Today happens to be International Transgender Visibility Day of Visibility.

As yet, I’ve heard nothing today from anyone from a faith background. No bishops making statements either positive or negative, no-one threatening to leave a denomination over it, no statements at all really.

It seems to me that it is worth me going on record to say that St Mary’s is a church which has transgender people connected to it.

I suspect that wouldn’t particularly surprise anyone. Most people will shrug and say “oh, that’s just St Mary’s for you”

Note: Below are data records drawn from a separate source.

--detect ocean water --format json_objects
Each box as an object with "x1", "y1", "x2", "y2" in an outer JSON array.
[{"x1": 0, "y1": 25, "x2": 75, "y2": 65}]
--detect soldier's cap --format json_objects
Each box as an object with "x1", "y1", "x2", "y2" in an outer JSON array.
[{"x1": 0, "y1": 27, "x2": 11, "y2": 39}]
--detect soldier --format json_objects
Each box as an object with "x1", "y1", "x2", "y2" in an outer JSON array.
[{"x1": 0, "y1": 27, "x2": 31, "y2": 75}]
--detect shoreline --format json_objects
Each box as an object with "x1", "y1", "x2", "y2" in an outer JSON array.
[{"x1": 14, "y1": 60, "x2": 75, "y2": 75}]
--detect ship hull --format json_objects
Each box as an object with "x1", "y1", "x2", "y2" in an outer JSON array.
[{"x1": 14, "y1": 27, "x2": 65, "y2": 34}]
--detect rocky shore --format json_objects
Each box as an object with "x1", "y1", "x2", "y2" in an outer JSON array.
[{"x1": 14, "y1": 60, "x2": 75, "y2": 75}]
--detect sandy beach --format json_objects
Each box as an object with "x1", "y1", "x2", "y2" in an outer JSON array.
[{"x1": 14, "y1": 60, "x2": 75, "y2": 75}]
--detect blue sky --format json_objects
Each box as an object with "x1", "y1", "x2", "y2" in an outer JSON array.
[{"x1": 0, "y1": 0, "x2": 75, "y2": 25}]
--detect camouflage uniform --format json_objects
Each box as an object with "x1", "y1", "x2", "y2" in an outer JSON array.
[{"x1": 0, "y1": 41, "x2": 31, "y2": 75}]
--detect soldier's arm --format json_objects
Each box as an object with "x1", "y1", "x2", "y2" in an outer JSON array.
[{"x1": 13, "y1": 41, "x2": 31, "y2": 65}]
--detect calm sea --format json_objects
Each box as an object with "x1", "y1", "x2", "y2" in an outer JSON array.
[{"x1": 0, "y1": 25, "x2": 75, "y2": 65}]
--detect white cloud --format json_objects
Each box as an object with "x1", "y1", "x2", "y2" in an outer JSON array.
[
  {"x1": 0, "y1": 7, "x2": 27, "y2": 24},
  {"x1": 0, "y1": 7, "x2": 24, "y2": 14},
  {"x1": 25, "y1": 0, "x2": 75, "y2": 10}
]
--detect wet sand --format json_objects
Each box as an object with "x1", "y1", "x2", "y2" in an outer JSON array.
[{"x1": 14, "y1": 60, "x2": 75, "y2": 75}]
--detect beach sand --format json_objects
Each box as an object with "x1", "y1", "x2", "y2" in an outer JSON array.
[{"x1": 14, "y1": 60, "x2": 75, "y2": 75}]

However, I think it is worth my while saying that each of the three church communities that I’ve been part of since ordination has had transgender people as members of their communities. I’ve also met trans men and trans women in both of my times working in university chaplaincy. This has made me conclude that being transgender is a more common thing than I used to presume and it really is surprising that the church has nothing much to say about it.

Members of the body of Christ are transgender.

I’ve had to learn a lot as I’ve listened to people with that experience tell me about their lives.

One of the things that I’ve learned is that some of the very common narratives that I have become used to hearing from lesbian and gay people of faith don’t really map onto transgender experience very well.

Many many times, I’ve heard stories from gay and lesbian people of alienation and frustration within church communities which I’ve met by saying, “Well, I don’t think God makes mistakes – God made you attracted to the people you are attracted to and God doesn’t make mistakes”.

However, that doesn’t really work for people who are on a trans journey. Not quite anyway. I’ve changed what I say a bit and now I think that I’d be more likely to say is that the essential truth is that God loves us as we really, truly are.

Transgender people and those who are close to them are welcome at St Mary’s. I’d like to think that people already know that but I guess that with the silence I hear from the wider church it is worth saying out loud. The fact that I’ve known people with this experience in very different religious communities to the one I now lead gives me some hope.

So – God bless all transgender people on this day of transgender visibility.

God blesses the whole church through them.